Antigorite is a type of serpentine, which is the most abundant hydrated mineral on the Earth. It is widely believed that this mineral is the main carrier of water deep into the Earth in subducting oceanic plates. It has a wavy structure along the a-axis, and in nature, several polysomes with different m-values (m=13-24) have been identified (polysomatism). The m-value is defined as the number of tetrahedra contained in one wavelength, and is controlled by the difference in length between the octahedral layer and the tetrahedral layer (Figure1). This length is mainly determined by the size of the MgO6 octahedra and SiO4 tetrahedra, and is therefore expected to vary as a function of pressure and temperature. However, it is not well understood how the m-value of antigorite changes under the high pressure and temperature conditions in the Earth.

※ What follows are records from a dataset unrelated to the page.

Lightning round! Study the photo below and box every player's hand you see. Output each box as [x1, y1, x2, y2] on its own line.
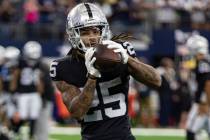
[103, 40, 129, 64]
[85, 47, 101, 78]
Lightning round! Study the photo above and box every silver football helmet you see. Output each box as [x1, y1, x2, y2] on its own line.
[186, 34, 209, 56]
[66, 3, 110, 53]
[23, 41, 42, 60]
[5, 46, 20, 67]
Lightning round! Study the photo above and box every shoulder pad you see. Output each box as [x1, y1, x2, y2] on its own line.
[38, 60, 49, 72]
[55, 55, 71, 63]
[49, 56, 72, 81]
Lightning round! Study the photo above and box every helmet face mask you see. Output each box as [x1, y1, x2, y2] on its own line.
[66, 3, 110, 53]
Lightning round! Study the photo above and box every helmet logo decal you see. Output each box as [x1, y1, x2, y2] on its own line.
[84, 3, 93, 18]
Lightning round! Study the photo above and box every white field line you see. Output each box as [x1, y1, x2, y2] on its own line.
[48, 127, 186, 137]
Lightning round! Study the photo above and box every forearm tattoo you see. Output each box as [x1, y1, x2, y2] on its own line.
[56, 79, 96, 119]
[56, 81, 71, 93]
[128, 57, 161, 88]
[70, 79, 96, 119]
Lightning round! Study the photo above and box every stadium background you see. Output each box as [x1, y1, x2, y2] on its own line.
[1, 0, 210, 140]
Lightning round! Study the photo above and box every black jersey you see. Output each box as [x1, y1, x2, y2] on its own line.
[194, 59, 210, 103]
[50, 41, 136, 140]
[16, 59, 41, 93]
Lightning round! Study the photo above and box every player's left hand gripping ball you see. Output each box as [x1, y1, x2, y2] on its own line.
[85, 47, 101, 78]
[103, 40, 129, 64]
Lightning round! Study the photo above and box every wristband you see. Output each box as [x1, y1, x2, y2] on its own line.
[87, 73, 97, 80]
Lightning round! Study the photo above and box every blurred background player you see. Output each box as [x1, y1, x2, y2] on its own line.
[0, 45, 6, 124]
[156, 57, 178, 127]
[0, 46, 21, 140]
[10, 41, 43, 140]
[185, 34, 210, 140]
[4, 46, 21, 123]
[32, 41, 55, 140]
[0, 45, 10, 140]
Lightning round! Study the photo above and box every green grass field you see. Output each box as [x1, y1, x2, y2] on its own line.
[47, 127, 210, 140]
[50, 134, 185, 140]
[46, 127, 189, 140]
[21, 125, 209, 140]
[19, 127, 186, 140]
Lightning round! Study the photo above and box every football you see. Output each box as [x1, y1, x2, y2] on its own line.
[93, 44, 122, 72]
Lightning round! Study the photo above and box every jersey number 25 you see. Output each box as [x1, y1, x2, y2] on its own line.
[84, 77, 126, 122]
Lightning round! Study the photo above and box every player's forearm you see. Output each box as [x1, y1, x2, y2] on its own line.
[63, 78, 96, 119]
[10, 69, 19, 92]
[36, 77, 44, 95]
[128, 57, 161, 89]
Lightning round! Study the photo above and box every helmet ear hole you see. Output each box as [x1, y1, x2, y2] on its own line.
[75, 28, 80, 35]
[78, 43, 83, 50]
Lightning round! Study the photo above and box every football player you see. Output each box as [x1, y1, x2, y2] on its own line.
[0, 45, 6, 109]
[3, 46, 20, 119]
[185, 34, 210, 140]
[11, 41, 43, 140]
[0, 46, 20, 139]
[33, 43, 55, 140]
[50, 3, 161, 140]
[0, 45, 9, 138]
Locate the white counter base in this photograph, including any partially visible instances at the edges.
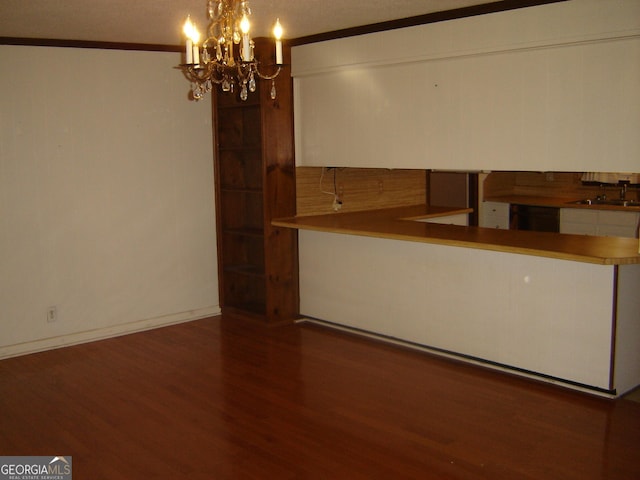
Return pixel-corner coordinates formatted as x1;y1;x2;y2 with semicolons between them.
299;230;640;396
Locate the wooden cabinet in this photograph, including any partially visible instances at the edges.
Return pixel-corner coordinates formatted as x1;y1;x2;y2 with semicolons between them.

In this study, we used the first-principles method to calculate the free energy (enthalpy) of antigorites with different m-values (m=14-19) under pressure, and compared the stability of antigorites with different m-values. As a result, it was found that the m-value of the most stable antigorite gradually decreases. In other words, antigorite gradually dehydrates as pressure increases, changing into a structure with a shorter wavelength.
This suggests that the structure of antigorite in the oceanic lithosphere may gradually evolve into a polysome with a smaller m-value that differs from the antigorite observed under ambient pressure or near-surface pressure conditions (i.e. m=17) (Figure2). Such changes in m-values are accompanied by minor dehydration reactions. Changes in the amount of water in rocks and minerals due to the polysomatism of antigorite in subduction zones may affect the distribution of intermediate-depth earthquakes, such as those observed in the double seismic zone.